Valves are commonly used in devices that involve the transportation of a fluid. A typical type of valve, for example used in laboratory systems of moderate sizes such as a liquid chromatography system (LCS), is the rotary valve.
Generally, a rotary valve has a stationary body, herein called a stator, which co-operates with a rotating body, herein called a rotor.
The stator is provided with a number of inlet and outlet ports. The ports are via bores in fluid communication with a corresponding set of orifices on an inner stator face. The inner stator face is an inner surface of the stator that is in fluid tight contact with an inner rotor face of the rotor. The rotor is typically formed as a disc and the inner rotor face is pressed against the inner stator face in rotating co-operation. The inner rotor face is provided with one or more grooves which interconnect different orifices depending on the rotary position of the rotator with respect to the stator.
Rotary valves can be designed to withstand high pressures (such as pressures above 30 MPa). They can be made from a range of materials, such as stainless steel, high performance polymeric materials and ceramics.
The number of inlets/outlets as well as the design of grooves in the rotator or the stator reflects the intended use of a specific valve.
A common type of multi-purpose valve has one inlet port (typically placed in the rotary axis of the valve) and a number of outlets ports that are placed equidistantly around the inlet port. The rotor has a single, radially extending groove that has one end in the rotary centre, thereby always connecting to the inlet, while the other end connects to any one of the outlets depending on the angular position of the rotor with respect to the stator. Such a valve is useful to direct a flow from the inlet to any of the outlets—one at a time.
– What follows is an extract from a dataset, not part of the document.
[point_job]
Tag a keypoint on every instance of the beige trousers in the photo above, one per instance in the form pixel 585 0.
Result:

Another type of valve is used to select one of a set of components, each component having an inlet and an outlet. An example of this is the 6-port ST valve available from Valco Instruments Co. Inc., which is illustrated in FIG. 1.
Four components 121-124, herein illustrated as capillary loops, may be connected to the stator of the valve. The valve stator also has an inlet port 132 and an outlet port 131. The valve rotor has two grooves 125, 126. The outer groove 125, that is in fluid communication with the inlet port 132, has an inwardly radially extending portion that connects to one end 127 of the selected component 124. At the same time, the inner groove 126, that is in fluid communication with the outlet port 131, has an outwardly radially extending portion that connects to the other end 128 of the selected component 124.
Thus, the user may pass a flow through the selected component while the other components are isolated from the valve inlet/outlet. Provided that the flow direction through the valve is always the same, the flow direction through each component is determined by how it is connected to the valve.
However, sometimes the user wishes to alternate the flow direction through the component. For example, in the case that the component is a chromatography column it is sometimes desirable to load the column in one direction and then eluate the trapped content using a reversed flow direction. With a prior art valve similar to the one described above, it is then necessary to redirect the flow using additional means, such as a flow redirecting valve.